24 Heures du Mans ou Le Mans, como é mais conhecida, foi por muito tempo a principal corrida do mundo. Na década de 50, essa corrida recebia a mesma atenção do que toda a temporada de Formula1. No ano de 1955, este evento, considerado então o maior evento do ano, tinha alguns “temperos” a mais. O espírito nacionalista atingia seu ápice nas pistas de corrida quando os favoritos eram os carros da Jaguar e os da Mercedes, os flechas de prata.

Por ser uma prova de duração, as equipes grandes levavam mais de um carro, naquele ano essas duas equipes levaram 3 cada.

A Jaguar, que na época era uma pequena fábrica, já havia ganhado em 51 e 53, inflava o orgulho dos ingleses, que até hoje se consideram o país do automobilismo (com razão).

Do outro lado, a Mercedes, que teve sua fábrica destruída na Segunda Guerra Mundial (SGM), queria mostrar sua capacidade ao se reerguer de forma maiúscula (cabe aqui um elogio ao povo alemão por sua capacidade de se reconstruir).

Apesar do envolvimento direto dessas duas nações, havia outra que aguardava silenciosamente (OK, nem tanto) o desdobrar deste episódio, a França, os locais. O sentimento contra os alemães, proveniente da ocupação alemã durante a SGM, fez com que os locais somassem aos ingleses na torcida pela Jaguar, queriam ser vingados.

Mas havia um detalhe muito importante, que diminuía a chance dessa vingança acontecer, os pilotos.

A dupla principal da Mercedes era formada por Stirling Moss, na época uma estrela britânica em ascensão e o lendário Juan Manuel Fangio.
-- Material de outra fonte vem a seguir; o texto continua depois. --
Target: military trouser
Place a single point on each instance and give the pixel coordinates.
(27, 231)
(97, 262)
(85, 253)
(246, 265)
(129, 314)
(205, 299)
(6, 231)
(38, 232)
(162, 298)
O francês de 55 anos, Pierre Levegh formava dupla com John Fitch em outra Mercedes.

A melhor dupla da Jaguar, era formada por Mike Hawthorn, um piloto que farreava até tarde da noite e na manhã seguinte estava pilotando, de gravata borboleta, diga-se de passagem. Seu companheiro era Ivor Bueb, que em nenhuma condição estaria se quer perto do nível dos três anteriores. Sabia-se que mesmo que Mike conseguisse ficar na frente e abrir certa vantagem, quando passasse o carro para Ivor, Moss recuperaria a vantagem facilmente. O time inglês precisava pensar em algo.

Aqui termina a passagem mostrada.